# AAE plastifletch max any one



## hammer head (Nov 23, 2003)

Aae plastifletch max 2.0 any one use them what do think about them do they fly good out to 45 yards ?


----------



## Stash (Jun 1, 2002)

Any vane will "fly good" if you have tuned the bow properly and have good fletch clearance.

What you should do is get an assortment of different vanes and fletch up 3 arrows with each. Shoot them all for a few days, keep careful track of your groups, and see for yourself which gives the best performance for your own setup.

I just got through testing AAE Max 2.0 vs Flex Fletch 187 at 50 meters (on ACEs out of a compound/release) and decided the FFs were a tiny bit more accurate. Plus, more durable, although a bit more expensive.


----------



## Pkeller (Nov 7, 2010)

I just glued up some of the 2.0 Plastifletch Max on my outdoor arrows. I have been using Bohning's X-vanes and I wanted to test them out. Havent shot them yet, but they are thinner and lighter than my bohning vanes. They also have grooves down the length of the vanes (not sure how much this actually helps) but it is a different surface compared to the Bohning's...

The better your bow is tuned, the better the arrow flight will be, regardless of your vanes. With that being said, I think I am going to like AAE better.


----------



## baller (Oct 4, 2006)

I use PF Max 2.0 on EVERTTHING accept indoor shafts. They fly well from 2 yards out to 100 yards, and are very durable vanes. Even some of my recurve students are shooting them well out to 70M. Great little vane.
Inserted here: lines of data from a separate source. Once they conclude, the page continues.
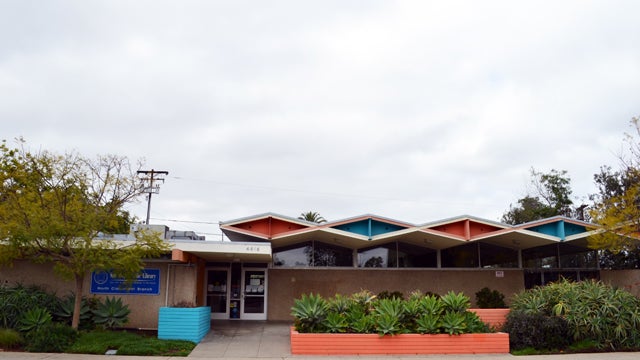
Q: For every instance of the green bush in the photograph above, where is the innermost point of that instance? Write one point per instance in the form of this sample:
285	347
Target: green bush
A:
10	339
53	338
591	309
390	295
490	299
34	319
111	313
15	301
310	313
537	331
364	313
64	311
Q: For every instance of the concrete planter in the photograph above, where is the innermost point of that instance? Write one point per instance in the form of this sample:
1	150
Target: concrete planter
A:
369	344
493	317
190	324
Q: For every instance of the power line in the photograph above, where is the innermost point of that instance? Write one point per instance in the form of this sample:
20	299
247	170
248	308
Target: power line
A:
152	188
190	221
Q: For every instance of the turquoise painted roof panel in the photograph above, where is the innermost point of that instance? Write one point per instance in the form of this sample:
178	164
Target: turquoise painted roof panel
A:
368	227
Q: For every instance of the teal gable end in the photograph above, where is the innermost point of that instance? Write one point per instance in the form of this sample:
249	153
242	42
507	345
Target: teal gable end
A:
560	229
190	324
369	227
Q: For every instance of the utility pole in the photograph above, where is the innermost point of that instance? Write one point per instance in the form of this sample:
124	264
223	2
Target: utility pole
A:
151	177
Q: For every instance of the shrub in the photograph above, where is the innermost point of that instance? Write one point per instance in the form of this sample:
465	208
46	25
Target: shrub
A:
390	295
490	299
10	339
591	309
310	313
111	313
536	330
17	300
53	338
64	312
364	313
455	302
34	319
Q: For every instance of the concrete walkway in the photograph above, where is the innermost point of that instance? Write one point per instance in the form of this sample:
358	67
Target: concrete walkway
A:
263	340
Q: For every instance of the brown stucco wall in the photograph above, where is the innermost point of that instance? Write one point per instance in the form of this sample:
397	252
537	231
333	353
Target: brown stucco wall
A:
144	308
285	285
626	279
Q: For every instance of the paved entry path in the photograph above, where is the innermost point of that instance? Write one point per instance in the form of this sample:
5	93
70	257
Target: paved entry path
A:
244	339
263	340
232	339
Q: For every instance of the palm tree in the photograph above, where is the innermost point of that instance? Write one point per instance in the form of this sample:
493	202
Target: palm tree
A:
312	216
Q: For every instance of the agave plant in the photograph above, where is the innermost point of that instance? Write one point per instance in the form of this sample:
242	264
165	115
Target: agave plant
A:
111	313
310	312
387	324
432	305
453	323
335	323
34	319
339	303
429	324
456	302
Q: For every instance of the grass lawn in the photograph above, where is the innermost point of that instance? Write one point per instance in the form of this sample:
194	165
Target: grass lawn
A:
126	343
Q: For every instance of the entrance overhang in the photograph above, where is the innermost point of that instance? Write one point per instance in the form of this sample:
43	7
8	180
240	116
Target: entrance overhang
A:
219	251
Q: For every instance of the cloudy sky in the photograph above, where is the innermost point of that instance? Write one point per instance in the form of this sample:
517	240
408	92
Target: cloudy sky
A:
412	110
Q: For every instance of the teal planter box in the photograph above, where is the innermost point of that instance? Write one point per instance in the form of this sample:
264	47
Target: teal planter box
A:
190	324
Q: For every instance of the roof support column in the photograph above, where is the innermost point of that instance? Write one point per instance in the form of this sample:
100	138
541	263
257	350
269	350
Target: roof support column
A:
519	258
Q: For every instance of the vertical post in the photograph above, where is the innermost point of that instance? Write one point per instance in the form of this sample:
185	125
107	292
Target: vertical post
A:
151	178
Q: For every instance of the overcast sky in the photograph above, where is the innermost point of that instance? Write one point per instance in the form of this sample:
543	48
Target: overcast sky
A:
412	110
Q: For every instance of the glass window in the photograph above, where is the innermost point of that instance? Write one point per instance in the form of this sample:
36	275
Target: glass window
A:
493	256
461	256
378	257
293	256
572	256
416	256
541	257
331	255
312	254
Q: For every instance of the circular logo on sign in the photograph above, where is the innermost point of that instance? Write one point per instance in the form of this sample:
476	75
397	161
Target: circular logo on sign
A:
100	277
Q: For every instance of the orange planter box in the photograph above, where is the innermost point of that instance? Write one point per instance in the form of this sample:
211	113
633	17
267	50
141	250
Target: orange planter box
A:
367	344
493	317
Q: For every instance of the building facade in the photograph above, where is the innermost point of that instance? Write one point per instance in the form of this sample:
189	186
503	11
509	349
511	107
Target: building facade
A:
272	259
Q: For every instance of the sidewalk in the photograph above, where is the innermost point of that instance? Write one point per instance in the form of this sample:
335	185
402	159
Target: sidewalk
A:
270	341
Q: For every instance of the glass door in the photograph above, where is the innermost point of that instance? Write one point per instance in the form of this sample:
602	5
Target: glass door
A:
254	296
218	293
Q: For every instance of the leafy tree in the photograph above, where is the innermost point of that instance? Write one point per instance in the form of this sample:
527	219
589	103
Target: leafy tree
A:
552	196
54	207
312	216
617	207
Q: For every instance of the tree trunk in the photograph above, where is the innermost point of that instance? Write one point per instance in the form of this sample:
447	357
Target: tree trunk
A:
77	306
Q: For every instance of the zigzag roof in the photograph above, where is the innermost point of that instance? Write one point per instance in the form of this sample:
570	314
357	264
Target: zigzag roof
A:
371	230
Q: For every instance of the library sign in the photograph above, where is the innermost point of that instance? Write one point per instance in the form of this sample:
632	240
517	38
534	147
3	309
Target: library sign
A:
147	283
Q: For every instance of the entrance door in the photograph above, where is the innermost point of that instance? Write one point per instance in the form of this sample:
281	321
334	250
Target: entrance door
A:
254	295
218	281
Flex-Fletch are also a good vane, and extremely durable. For me, they did not group quite as well as the AAE. Testing is a must for each individual shooter.


----------



## bigHUN (Feb 5, 2006)

I use AAE Max 2" vanes on my long range CX nano's, 1.8 degree helical from my modded bitz clamp, they fly accurate 70 and 90 meters from my hootershooter.
I switch to AAE last year in mid of the tournament season, the flexfletch started making me problems falling off, maybe do to bad FF glue, but they were very finicky time consuming for fletching anyway....the AAE got my attention on the first flight


----------



## Smooch (Aug 3, 2003)

Been shooting AAE Plastifletch Max 2.0 for 2 years now and love them! Very accurate and very durable. Tough to beat for outdoor 3d.


----------



## Mestang99 (Jan 10, 2013)

I have had great luck with AAE vanes. I actually had a few guys come up and ask me what I was using for vanes as I didn't have any fail while we were shooting through a bunch of the targets. Their vanes would tear off or stretch out of shape and be wavy/worthless.


----------



## montigre (Oct 13, 2008)

They are an excellent and very durable vane. I use them and Flex Fletch 187s exclusively for all of my distance shooting.


----------



## kballer1 (Aug 31, 2010)

FF 187 most durable vane there is.


----------